Read some status register from the Elmo?

Most likely you had some communication disruption and could not maintain synchronous PDO. You can monitor the the timing of your real-time PDO loop for jitter and drop-outs. Then it is a question of searching for the cause. The fact that your PDO task is on a isolated CPU does not mean it can not block. It depends on the Linux network stack to send and receive packets. If there is some contention on resources in the Linux kernel you still end up with latency.

Does the controller task use sockets or any other network related resources? Do you use IO bandwidth on the same bus as the NIC?

crown133 commented 1 month ago

Read some status register from the Elmo?

Most likely you had some communication disruption and could not maintain synchronous PDO. You can monitor the the timing of your real-time PDO loop for jitter and drop-outs. Then it is a question of searching for the cause. The fact that your PDO task is on a isolated CPU does not mean it can not block. It depends on the Linux network stack to send and receive packets. If there is some contention on resources in the Linux kernel you still end up with latency.

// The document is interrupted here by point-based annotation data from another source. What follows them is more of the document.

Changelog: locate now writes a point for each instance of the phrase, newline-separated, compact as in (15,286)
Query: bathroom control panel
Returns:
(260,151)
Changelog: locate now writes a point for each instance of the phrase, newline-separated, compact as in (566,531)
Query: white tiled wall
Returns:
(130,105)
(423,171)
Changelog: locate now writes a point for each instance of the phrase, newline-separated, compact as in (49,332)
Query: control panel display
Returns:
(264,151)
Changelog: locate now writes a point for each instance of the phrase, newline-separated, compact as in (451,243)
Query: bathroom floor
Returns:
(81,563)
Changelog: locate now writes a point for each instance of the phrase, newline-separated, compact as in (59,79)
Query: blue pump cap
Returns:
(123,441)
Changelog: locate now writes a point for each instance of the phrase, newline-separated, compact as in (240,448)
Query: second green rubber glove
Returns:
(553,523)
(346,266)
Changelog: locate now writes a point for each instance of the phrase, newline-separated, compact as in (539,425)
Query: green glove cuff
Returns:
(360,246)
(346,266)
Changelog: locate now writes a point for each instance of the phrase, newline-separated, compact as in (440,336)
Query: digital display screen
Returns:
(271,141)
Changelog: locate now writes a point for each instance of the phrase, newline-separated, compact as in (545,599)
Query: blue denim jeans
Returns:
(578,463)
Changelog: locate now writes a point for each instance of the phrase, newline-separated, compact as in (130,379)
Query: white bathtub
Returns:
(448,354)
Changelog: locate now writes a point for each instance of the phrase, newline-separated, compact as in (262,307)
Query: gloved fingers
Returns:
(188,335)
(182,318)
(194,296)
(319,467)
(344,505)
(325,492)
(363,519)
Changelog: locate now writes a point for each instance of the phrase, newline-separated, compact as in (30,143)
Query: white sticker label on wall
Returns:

Does the controller task use sockets or any other network related resources? Do you use IO bandwidth on the same bus as the NIC?

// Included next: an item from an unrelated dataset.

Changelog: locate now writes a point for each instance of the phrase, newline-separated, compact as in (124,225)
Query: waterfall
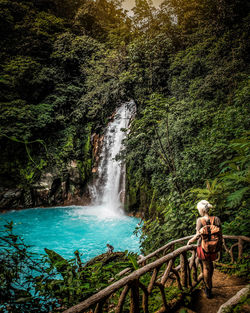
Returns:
(108,190)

Thanks for your through analyzation. I've read the error code object (0x603f) of elmo by SDO and also monitored the elmo's state via EASII. There is no error occur. I monitored the jitter, and found that there are more jitters when the controller thread runs. I wanna know how to monitor the drop-outs. I checked again to ensure that there is no other task using sockets or any other network related resources. I even turned off the wifi and bluetooth. It's still not work. Hopping there are more suggestions.

crown133 commented 1 month ago

I also find that when the cycle time of receiving and writting is set to 20ms, the state of elmo would be very stable. And It is unstable if the cycle time is less than 2.5ms.